Benchmark | Original (s) | Optimized (s) | Speedup |
---|---|---|---|
aha-mont64 | 0.261 | 0.244 | 1.070 |
crc32 | 0.598 | 0.598 | 1 |
cubic | 0.018 | 0.018 | 1 |
edn | 0.439 | 0.389 | 1.129 |
huffbench | 0.564 | 0.027 | 20.889 |
matmult-int | 0.628 | 0.579 | 1.085 |
minver | 0.067 | 0.078 | 0.859 |
nbody | 0.01 | 0.015 | 0.667 |
nettle-aes | 0.316 | wrong | N/A |
nettle-sha256 | 0.348 | 0.364 | 0.956 |
nsichneu | 0.312 | 0.314 | 0.994 |
picojpeg | 0.545 | stuck | N/A |
qrduino | 1.183 | 1.136 | 1.041 |
sglib-combined | 0.612 | wrong | N/A |
slre | 0.729 | wrong | N/A |
st | 0.064 | 0.049 | 1.306 |
statemate | 0.372 | 0.401 | 0.928 |
ud | 0.55 | 0.538 | 1.022 |
wikisort | 0.215 | 0.276 | 0.779 |
Geomean | 1.211 |
Except for a few programs, the average speedup is 1.211x over the original baseline program.
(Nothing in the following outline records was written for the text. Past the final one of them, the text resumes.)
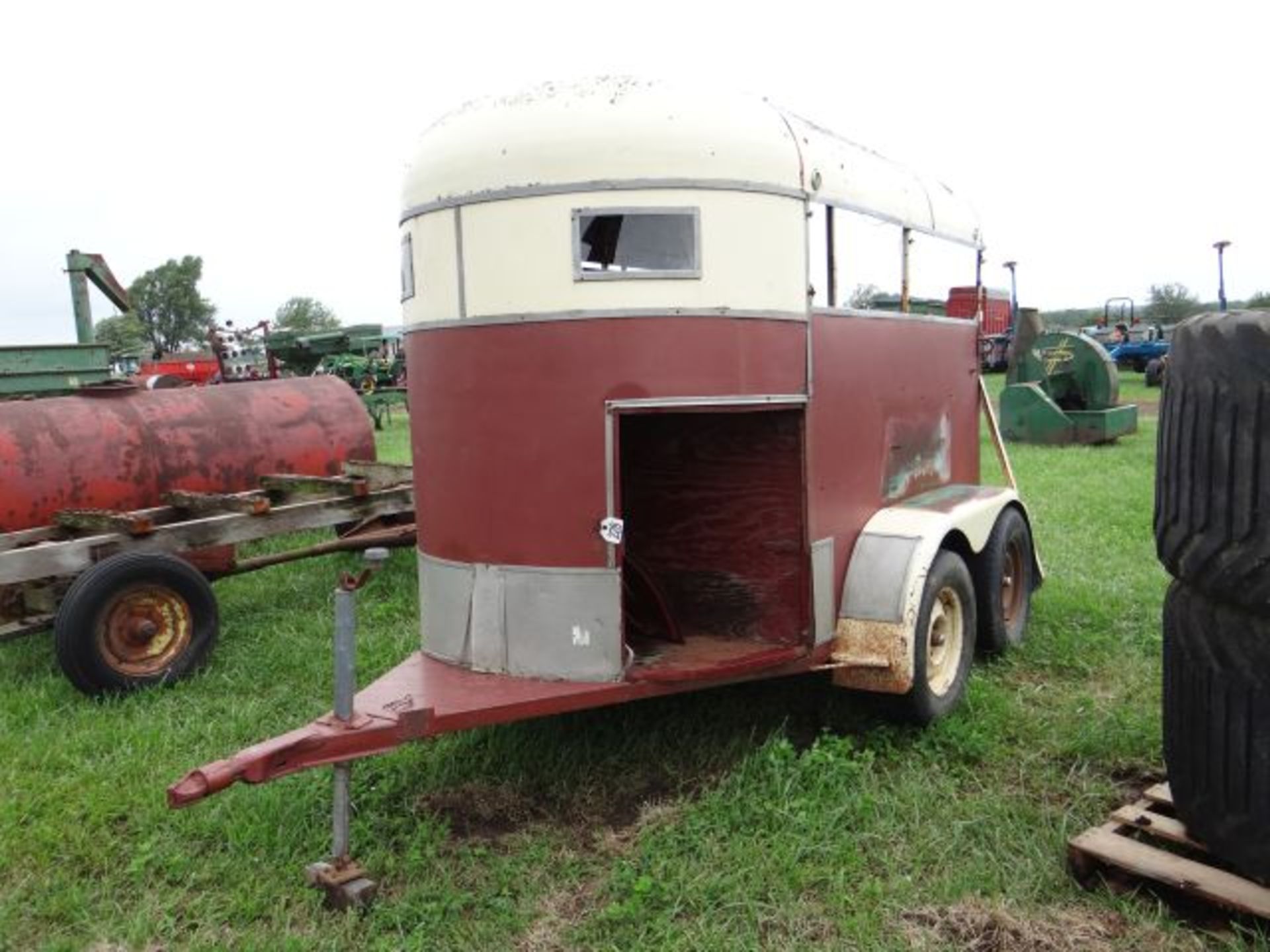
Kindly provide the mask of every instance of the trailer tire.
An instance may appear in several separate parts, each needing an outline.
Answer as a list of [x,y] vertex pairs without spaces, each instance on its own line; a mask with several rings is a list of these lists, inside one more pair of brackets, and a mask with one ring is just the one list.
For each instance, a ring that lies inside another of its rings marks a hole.
[[1160,561],[1214,598],[1270,611],[1270,311],[1179,325],[1157,457]]
[[1165,364],[1158,357],[1147,360],[1146,369],[1146,385],[1148,387],[1158,387],[1165,380]]
[[1022,513],[1006,506],[974,564],[982,654],[999,655],[1022,644],[1034,588],[1031,529]]
[[913,644],[913,687],[895,698],[899,715],[930,724],[961,701],[975,640],[974,581],[956,552],[941,550],[922,589]]
[[203,574],[150,552],[122,552],[80,574],[53,622],[62,671],[94,697],[185,677],[207,659],[218,630]]
[[1270,876],[1270,619],[1172,583],[1163,702],[1177,816],[1215,856]]

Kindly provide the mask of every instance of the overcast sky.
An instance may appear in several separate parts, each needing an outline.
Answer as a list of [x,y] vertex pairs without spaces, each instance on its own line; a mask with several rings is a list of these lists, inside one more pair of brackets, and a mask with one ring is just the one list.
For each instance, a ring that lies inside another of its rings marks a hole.
[[[1270,3],[11,4],[0,344],[74,340],[70,248],[202,255],[221,319],[395,324],[411,145],[478,95],[631,74],[759,93],[966,195],[987,281],[1270,291]],[[850,275],[843,284],[850,286]],[[95,316],[112,312],[94,293]]]

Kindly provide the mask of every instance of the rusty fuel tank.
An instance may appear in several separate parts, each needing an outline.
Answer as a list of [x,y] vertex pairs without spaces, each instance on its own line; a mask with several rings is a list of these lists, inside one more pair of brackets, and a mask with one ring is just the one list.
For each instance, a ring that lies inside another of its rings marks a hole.
[[0,402],[0,533],[58,509],[144,509],[171,489],[239,493],[373,458],[371,419],[338,377]]

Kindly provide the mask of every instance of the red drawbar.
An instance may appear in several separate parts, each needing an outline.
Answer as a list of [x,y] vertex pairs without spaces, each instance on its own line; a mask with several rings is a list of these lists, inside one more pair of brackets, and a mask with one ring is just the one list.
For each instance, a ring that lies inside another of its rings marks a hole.
[[408,740],[462,731],[489,724],[603,707],[622,701],[695,691],[715,684],[798,674],[822,660],[832,645],[817,655],[790,658],[794,651],[772,652],[761,668],[720,670],[712,679],[686,682],[563,682],[479,674],[437,661],[415,651],[405,661],[357,694],[353,720],[319,717],[307,727],[240,750],[190,770],[168,787],[168,805],[188,806],[230,784],[264,783],[288,773],[323,764],[382,754]]

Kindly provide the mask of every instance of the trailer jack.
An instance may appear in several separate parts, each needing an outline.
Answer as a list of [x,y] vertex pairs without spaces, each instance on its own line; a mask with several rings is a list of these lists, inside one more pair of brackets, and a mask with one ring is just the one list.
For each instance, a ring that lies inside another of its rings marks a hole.
[[[357,575],[344,572],[335,588],[335,710],[334,720],[353,724],[353,694],[357,691],[357,590],[389,557],[386,548],[367,548],[366,567]],[[378,883],[366,875],[349,854],[349,812],[353,764],[333,765],[331,782],[331,858],[305,867],[310,886],[326,894],[330,909],[364,909],[375,899]]]

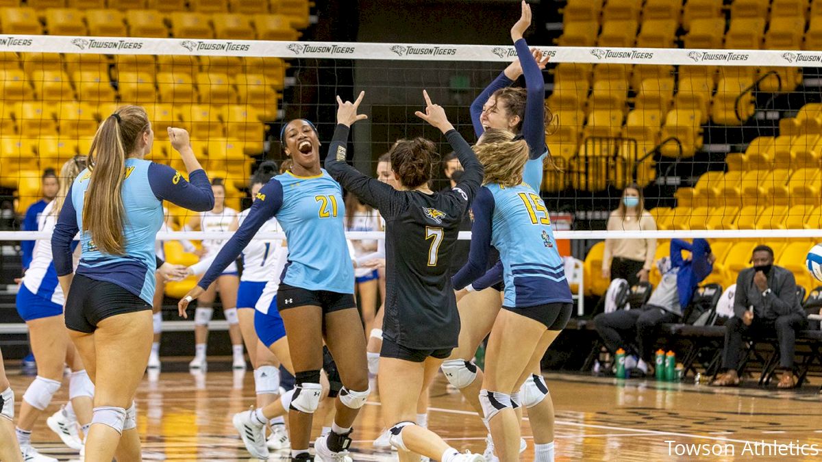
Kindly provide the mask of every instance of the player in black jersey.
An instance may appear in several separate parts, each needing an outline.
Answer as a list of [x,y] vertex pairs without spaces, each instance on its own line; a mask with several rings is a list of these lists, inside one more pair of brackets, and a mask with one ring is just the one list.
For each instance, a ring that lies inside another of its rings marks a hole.
[[391,150],[399,191],[363,175],[345,163],[345,144],[350,125],[366,118],[357,114],[363,95],[354,103],[337,98],[338,125],[326,169],[386,219],[387,293],[379,381],[380,390],[390,390],[381,396],[390,442],[403,461],[418,454],[442,462],[478,462],[482,455],[460,454],[413,420],[420,392],[457,345],[459,315],[448,277],[449,256],[463,215],[479,189],[483,167],[442,108],[423,92],[426,112],[416,113],[446,135],[465,168],[460,182],[447,192],[428,188],[436,153],[434,144],[423,138],[402,141]]

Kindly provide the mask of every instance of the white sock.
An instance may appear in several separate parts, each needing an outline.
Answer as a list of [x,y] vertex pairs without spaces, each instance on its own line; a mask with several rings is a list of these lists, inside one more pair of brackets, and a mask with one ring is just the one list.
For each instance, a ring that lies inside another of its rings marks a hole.
[[423,428],[428,427],[428,414],[427,413],[418,413],[417,414],[417,425],[419,425]]
[[334,432],[338,435],[344,435],[350,431],[351,431],[350,427],[349,427],[348,428],[343,428],[342,427],[337,425],[336,422],[331,423],[331,432]]
[[533,462],[554,462],[554,442],[533,445]]
[[450,447],[446,449],[445,452],[442,453],[442,457],[440,457],[440,460],[441,460],[442,462],[451,462],[451,459],[454,459],[455,457],[457,457],[459,455],[459,450],[454,449],[453,447]]
[[17,443],[20,446],[31,446],[31,432],[15,428],[15,432],[17,433]]

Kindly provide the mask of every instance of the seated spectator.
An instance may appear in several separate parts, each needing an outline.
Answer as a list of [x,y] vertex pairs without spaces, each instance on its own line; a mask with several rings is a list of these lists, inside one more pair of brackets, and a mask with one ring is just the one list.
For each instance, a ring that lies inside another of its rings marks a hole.
[[[682,257],[682,251],[690,257]],[[593,318],[597,331],[612,353],[622,348],[629,355],[626,368],[635,364],[644,374],[653,363],[653,344],[657,327],[667,322],[677,322],[682,310],[690,303],[696,287],[713,270],[715,257],[704,239],[688,243],[681,239],[671,241],[671,268],[664,272],[659,285],[653,289],[648,303],[638,308],[616,310]]]
[[737,277],[734,315],[725,324],[724,372],[711,385],[739,385],[737,368],[743,336],[755,339],[775,335],[783,370],[777,386],[793,388],[797,386],[793,375],[797,331],[807,323],[801,301],[797,298],[797,281],[791,271],[774,265],[774,251],[768,246],[757,246],[750,262],[753,267],[742,270]]

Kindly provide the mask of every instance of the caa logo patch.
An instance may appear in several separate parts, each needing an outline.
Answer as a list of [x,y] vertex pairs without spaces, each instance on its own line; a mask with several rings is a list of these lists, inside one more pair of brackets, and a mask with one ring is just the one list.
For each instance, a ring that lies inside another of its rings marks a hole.
[[442,218],[446,216],[445,212],[427,207],[423,207],[423,213],[425,214],[425,216],[436,222],[437,224],[442,224]]

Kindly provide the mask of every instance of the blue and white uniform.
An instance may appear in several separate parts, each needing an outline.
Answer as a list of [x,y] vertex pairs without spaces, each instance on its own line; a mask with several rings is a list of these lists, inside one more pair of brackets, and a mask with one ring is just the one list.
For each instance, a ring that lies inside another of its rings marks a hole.
[[[157,264],[155,242],[164,221],[163,201],[193,210],[209,210],[214,208],[214,193],[206,172],[201,169],[192,172],[191,182],[167,165],[141,159],[127,159],[125,169],[126,177],[121,187],[125,211],[122,224],[124,252],[112,255],[100,251],[92,242],[90,233],[84,230],[80,234],[82,256],[76,274],[90,281],[118,286],[138,297],[150,309]],[[60,211],[52,236],[52,252],[58,276],[72,271],[71,243],[74,235],[82,229],[83,207],[90,178],[91,171],[88,169],[80,173]],[[75,277],[72,287],[76,284],[78,278]],[[95,317],[90,312],[69,312],[72,299],[75,298],[77,310],[103,309],[98,303],[104,302],[104,295],[78,293],[72,290],[67,300],[67,326],[75,330],[93,332],[95,322],[118,314],[116,310],[107,311],[104,315]],[[73,324],[69,321],[70,314],[76,318]]]
[[501,263],[495,269],[501,270],[505,282],[503,307],[520,312],[518,308],[571,303],[548,211],[531,187],[487,184],[472,210],[471,252],[468,263],[454,276],[455,289],[483,275],[492,245],[500,251]]
[[[51,201],[39,217],[37,229],[48,232],[54,229],[57,216],[52,214],[54,201]],[[58,282],[57,271],[52,261],[51,243],[36,241],[29,269],[17,292],[17,312],[24,321],[62,314],[65,302],[62,288]]]

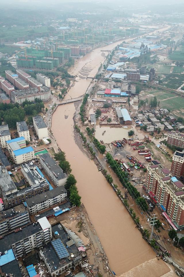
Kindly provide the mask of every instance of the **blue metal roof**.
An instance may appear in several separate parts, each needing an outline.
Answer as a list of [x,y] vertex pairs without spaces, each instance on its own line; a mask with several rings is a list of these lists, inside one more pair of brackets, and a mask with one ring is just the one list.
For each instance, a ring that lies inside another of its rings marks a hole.
[[126,121],[127,120],[130,120],[130,121],[132,121],[132,119],[129,113],[129,112],[126,109],[121,109],[120,111],[123,116],[124,121]]
[[37,274],[33,265],[30,265],[26,266],[26,268],[30,277],[33,277],[33,276],[35,276]]
[[10,262],[15,260],[15,257],[12,249],[5,251],[5,254],[4,255],[1,256],[0,257],[0,266],[6,265]]
[[21,136],[20,138],[13,138],[12,139],[10,139],[9,141],[7,141],[6,142],[7,143],[10,143],[11,142],[15,142],[15,141],[23,141],[25,140],[23,136]]
[[20,156],[22,155],[23,154],[26,154],[26,153],[29,153],[34,151],[34,150],[31,146],[29,147],[25,147],[25,148],[22,148],[20,149],[17,149],[14,151],[14,154],[15,156]]

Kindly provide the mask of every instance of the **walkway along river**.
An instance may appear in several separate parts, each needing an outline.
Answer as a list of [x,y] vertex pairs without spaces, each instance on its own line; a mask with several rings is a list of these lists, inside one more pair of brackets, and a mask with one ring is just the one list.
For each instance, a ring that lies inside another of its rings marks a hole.
[[[80,77],[82,68],[94,76],[108,53],[120,42],[97,48],[78,61],[70,73],[77,75],[74,85],[65,100],[83,95],[91,80]],[[111,269],[117,276],[158,277],[175,276],[162,260],[158,261],[151,248],[142,239],[128,212],[93,161],[76,143],[73,103],[58,106],[53,115],[51,128],[59,147],[71,164],[72,173],[84,204],[103,247]]]

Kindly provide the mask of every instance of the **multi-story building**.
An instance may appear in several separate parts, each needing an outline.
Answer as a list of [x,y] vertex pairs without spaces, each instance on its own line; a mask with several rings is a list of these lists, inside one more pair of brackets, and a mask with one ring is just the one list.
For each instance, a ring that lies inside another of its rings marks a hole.
[[17,164],[26,162],[34,158],[34,150],[31,146],[26,147],[23,137],[6,141],[7,148]]
[[0,103],[9,104],[10,102],[9,98],[5,93],[3,92],[0,93]]
[[167,143],[171,146],[184,148],[184,134],[171,131],[168,133]]
[[179,178],[184,173],[184,150],[181,152],[175,151],[172,156],[170,170],[172,175]]
[[0,88],[1,88],[10,97],[11,97],[11,93],[15,90],[15,88],[13,85],[6,80],[0,80]]
[[14,85],[19,89],[28,89],[29,87],[29,84],[20,78],[17,78],[15,79]]
[[38,89],[39,91],[40,91],[41,87],[43,85],[39,81],[32,77],[30,77],[27,78],[27,81],[31,87],[36,87]]
[[51,81],[50,78],[48,78],[41,73],[37,73],[36,76],[37,79],[38,81],[41,82],[44,85],[47,87],[51,87]]
[[17,128],[19,137],[23,137],[26,141],[30,141],[29,132],[26,121],[19,121],[17,122]]
[[56,187],[64,186],[67,176],[48,153],[40,156],[41,166]]
[[46,178],[40,173],[40,171],[38,166],[32,161],[21,164],[21,170],[23,175],[31,186],[42,184],[46,185],[48,183]]
[[20,78],[25,82],[27,82],[28,78],[31,77],[30,75],[22,69],[16,69],[16,72]]
[[43,102],[49,101],[51,98],[50,89],[45,86],[40,87],[39,91],[36,87],[30,88],[26,89],[22,89],[11,93],[12,100],[13,103],[18,103],[20,105],[24,101],[34,102],[36,98],[42,100]]
[[29,222],[29,214],[23,204],[0,212],[0,235]]
[[174,229],[184,229],[184,184],[156,161],[148,165],[143,188]]
[[46,124],[41,115],[36,115],[32,117],[33,126],[39,139],[48,136],[48,131]]
[[43,246],[52,238],[51,225],[46,217],[42,218],[36,223],[21,227],[5,235],[1,241],[1,257],[12,249],[12,255],[17,259],[34,248]]
[[6,147],[6,141],[11,139],[11,136],[8,124],[0,125],[0,141],[1,148]]
[[62,186],[27,199],[26,203],[28,210],[30,215],[33,214],[61,203],[66,200],[67,197],[66,190],[63,186]]

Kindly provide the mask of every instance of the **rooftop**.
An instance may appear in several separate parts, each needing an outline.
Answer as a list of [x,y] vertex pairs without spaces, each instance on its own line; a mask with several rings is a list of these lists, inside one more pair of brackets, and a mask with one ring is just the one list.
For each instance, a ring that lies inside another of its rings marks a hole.
[[17,122],[17,126],[20,132],[29,130],[25,121],[19,121]]
[[37,125],[39,129],[42,128],[47,128],[46,124],[43,121],[43,119],[41,115],[36,115],[33,116],[33,119]]
[[26,200],[26,203],[29,207],[38,204],[46,200],[54,197],[62,193],[66,193],[66,190],[63,186],[56,188],[51,190],[48,190],[45,192],[43,192],[41,194],[33,196],[30,198]]
[[58,180],[66,178],[67,175],[64,173],[63,170],[57,164],[55,161],[52,158],[48,153],[43,154],[40,157],[44,163],[45,164],[54,175]]

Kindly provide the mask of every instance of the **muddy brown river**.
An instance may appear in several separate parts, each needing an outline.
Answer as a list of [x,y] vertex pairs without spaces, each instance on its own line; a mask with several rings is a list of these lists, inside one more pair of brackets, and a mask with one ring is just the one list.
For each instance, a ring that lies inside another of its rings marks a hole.
[[[70,70],[71,74],[77,76],[76,81],[65,100],[85,93],[91,80],[83,78],[81,70],[82,73],[87,71],[89,75],[94,76],[104,60],[104,53],[105,55],[108,54],[100,50],[112,49],[117,44],[96,49],[77,61]],[[154,251],[135,228],[129,214],[103,176],[76,143],[73,119],[75,111],[73,103],[58,106],[52,116],[51,129],[71,164],[82,202],[111,268],[117,276],[122,277],[175,276],[164,262],[156,258]]]

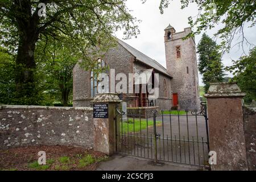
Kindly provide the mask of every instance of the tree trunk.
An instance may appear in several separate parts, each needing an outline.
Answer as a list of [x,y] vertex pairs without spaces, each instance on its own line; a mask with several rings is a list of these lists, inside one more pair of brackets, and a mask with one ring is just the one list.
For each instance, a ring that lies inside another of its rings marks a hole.
[[62,104],[64,107],[68,106],[68,97],[70,90],[68,89],[64,89],[61,92]]
[[[30,98],[32,99],[36,94],[34,79],[36,69],[34,59],[35,45],[36,41],[24,35],[20,36],[16,59],[15,81],[18,98]],[[22,100],[20,102],[22,102],[24,101]],[[24,104],[33,104],[32,102],[33,101],[28,101]]]

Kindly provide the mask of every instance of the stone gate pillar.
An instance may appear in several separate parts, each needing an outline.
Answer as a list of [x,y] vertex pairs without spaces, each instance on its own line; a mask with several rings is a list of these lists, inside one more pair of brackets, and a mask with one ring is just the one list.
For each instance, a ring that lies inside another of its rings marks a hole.
[[[118,94],[96,94],[93,101],[93,148],[94,151],[112,155],[115,152],[115,107],[119,105]],[[118,125],[117,125],[118,126]]]
[[236,83],[210,85],[207,98],[210,150],[217,152],[212,170],[246,170],[242,93]]

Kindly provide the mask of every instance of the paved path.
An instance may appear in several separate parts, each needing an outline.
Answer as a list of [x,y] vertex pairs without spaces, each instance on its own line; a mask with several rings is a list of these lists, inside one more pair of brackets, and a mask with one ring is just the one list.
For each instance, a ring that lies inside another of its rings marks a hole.
[[202,168],[171,163],[155,164],[150,160],[115,155],[100,163],[97,171],[197,171]]
[[[153,120],[149,118],[148,121]],[[205,121],[203,116],[158,116],[158,159],[183,164],[206,165],[208,160]],[[163,121],[163,122],[162,122]],[[153,159],[155,155],[154,127],[129,133],[122,137],[121,153]],[[149,137],[149,138],[148,138]],[[168,140],[167,140],[168,138]],[[198,142],[197,142],[198,139]],[[204,143],[202,142],[204,141]]]

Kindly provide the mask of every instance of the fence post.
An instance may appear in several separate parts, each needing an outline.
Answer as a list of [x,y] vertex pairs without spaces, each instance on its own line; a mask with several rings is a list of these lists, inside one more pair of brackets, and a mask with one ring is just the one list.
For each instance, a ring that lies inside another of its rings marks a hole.
[[236,83],[210,85],[207,98],[210,150],[217,153],[212,170],[246,170],[242,93]]
[[[116,135],[119,127],[116,106],[121,101],[117,94],[96,94],[93,101],[93,149],[112,155],[116,152]],[[107,107],[107,110],[104,108]],[[108,112],[108,113],[106,113]],[[118,122],[118,121],[117,122]]]
[[153,122],[154,122],[154,145],[155,148],[155,162],[158,163],[158,148],[157,148],[157,139],[158,136],[156,134],[156,111],[154,112]]

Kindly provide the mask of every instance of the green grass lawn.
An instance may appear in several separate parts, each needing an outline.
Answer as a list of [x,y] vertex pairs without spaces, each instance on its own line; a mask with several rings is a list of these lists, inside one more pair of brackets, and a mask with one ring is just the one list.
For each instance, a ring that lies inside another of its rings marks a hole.
[[184,110],[180,110],[179,111],[178,111],[177,110],[172,110],[171,111],[168,110],[165,110],[163,111],[163,114],[178,115],[178,114],[179,114],[180,115],[185,115],[187,113]]
[[[162,123],[161,121],[156,121],[156,125],[159,125]],[[146,119],[141,119],[141,124],[139,119],[134,119],[134,124],[133,123],[133,119],[129,119],[129,123],[127,125],[127,122],[123,121],[122,127],[123,127],[123,133],[126,132],[127,133],[129,126],[129,132],[138,132],[141,131],[141,130],[145,130],[147,129],[147,120]],[[148,126],[151,126],[154,125],[154,122],[152,120],[148,120],[147,121]],[[122,130],[122,123],[120,123],[120,131]]]

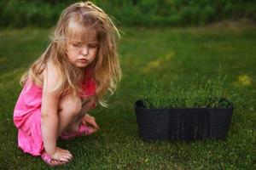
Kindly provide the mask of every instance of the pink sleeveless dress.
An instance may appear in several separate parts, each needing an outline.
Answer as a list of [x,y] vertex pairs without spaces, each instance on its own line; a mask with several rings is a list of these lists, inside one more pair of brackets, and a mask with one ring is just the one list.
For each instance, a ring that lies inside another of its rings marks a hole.
[[[80,97],[96,94],[96,82],[88,78],[83,83]],[[18,146],[32,156],[44,150],[41,133],[42,88],[27,81],[20,94],[14,110],[14,122],[18,128]],[[95,104],[94,104],[95,106]]]

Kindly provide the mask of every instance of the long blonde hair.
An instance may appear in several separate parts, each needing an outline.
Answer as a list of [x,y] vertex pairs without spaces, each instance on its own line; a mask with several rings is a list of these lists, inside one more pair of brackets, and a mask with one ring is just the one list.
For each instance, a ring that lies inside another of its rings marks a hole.
[[20,83],[24,85],[29,77],[38,84],[44,84],[39,75],[47,68],[46,64],[50,60],[60,77],[55,90],[77,94],[79,82],[82,79],[81,71],[70,64],[65,48],[65,40],[74,28],[85,31],[93,30],[100,42],[96,60],[88,67],[96,82],[96,99],[102,105],[106,106],[103,96],[108,91],[113,94],[121,78],[117,53],[119,33],[108,14],[90,2],[72,4],[62,12],[49,45],[22,76]]

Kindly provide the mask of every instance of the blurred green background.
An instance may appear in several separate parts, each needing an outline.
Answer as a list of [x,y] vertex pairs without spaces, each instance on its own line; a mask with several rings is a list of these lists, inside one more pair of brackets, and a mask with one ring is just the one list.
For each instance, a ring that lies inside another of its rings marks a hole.
[[[55,25],[72,0],[0,2],[0,27]],[[121,26],[202,26],[224,20],[256,21],[255,0],[93,0]]]

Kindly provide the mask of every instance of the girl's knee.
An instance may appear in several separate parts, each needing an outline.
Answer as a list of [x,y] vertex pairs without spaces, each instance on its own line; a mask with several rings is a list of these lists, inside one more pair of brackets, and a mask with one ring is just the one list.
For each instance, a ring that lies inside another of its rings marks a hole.
[[59,109],[65,113],[78,115],[82,109],[81,99],[78,96],[65,96],[61,99]]

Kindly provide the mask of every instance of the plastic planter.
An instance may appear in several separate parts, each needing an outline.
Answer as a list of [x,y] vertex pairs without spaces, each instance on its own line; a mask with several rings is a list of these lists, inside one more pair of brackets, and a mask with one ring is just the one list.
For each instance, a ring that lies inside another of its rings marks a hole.
[[135,110],[139,133],[144,140],[225,139],[234,106],[148,109],[143,100],[137,100]]

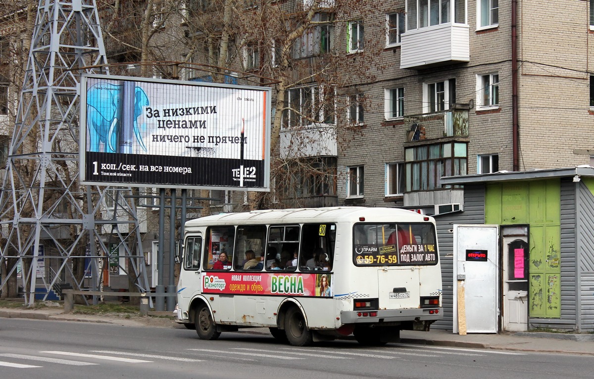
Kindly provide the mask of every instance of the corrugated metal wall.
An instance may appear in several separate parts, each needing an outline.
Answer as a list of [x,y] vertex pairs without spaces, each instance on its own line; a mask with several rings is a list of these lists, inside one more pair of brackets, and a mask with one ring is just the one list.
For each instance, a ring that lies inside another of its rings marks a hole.
[[431,326],[451,330],[453,326],[453,245],[454,224],[485,223],[485,189],[482,184],[465,186],[464,212],[435,216],[441,259],[442,304],[444,318]]
[[594,330],[594,196],[583,183],[577,190],[576,233],[579,266],[578,278],[582,332]]

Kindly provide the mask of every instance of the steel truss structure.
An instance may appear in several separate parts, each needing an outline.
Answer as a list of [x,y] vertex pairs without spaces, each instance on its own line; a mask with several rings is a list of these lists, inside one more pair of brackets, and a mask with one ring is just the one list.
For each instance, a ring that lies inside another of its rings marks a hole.
[[108,261],[148,289],[131,189],[78,183],[79,78],[106,63],[95,0],[39,1],[0,195],[3,297],[100,289]]

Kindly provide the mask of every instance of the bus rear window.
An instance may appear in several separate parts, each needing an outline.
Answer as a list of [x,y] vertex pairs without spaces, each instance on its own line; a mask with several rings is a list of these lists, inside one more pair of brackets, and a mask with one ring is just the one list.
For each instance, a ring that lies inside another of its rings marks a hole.
[[358,224],[353,227],[356,266],[437,265],[432,224]]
Unfortunately, our pass does not optimize all programs correctly: nettle-aes
, sglib-combined
, and slre
do not produce correct results after our optimization, while picojpeg
does not terminate after applying our pass. We have not figured out the reason of these errors yet. Possible reasons are:
- We failed to distinguish all the non-induction variables collected at the beginning of the pass in our analysis and optimization process, causing the program to behave incorrectly;
- When inserting the update instructions, we probably inserted at incorrect positions or inserted multiple times. This may also explain the 20x speedup for huffbench program (i.e., the loop exits before finishing all the work, but the verification function still returns the correct result).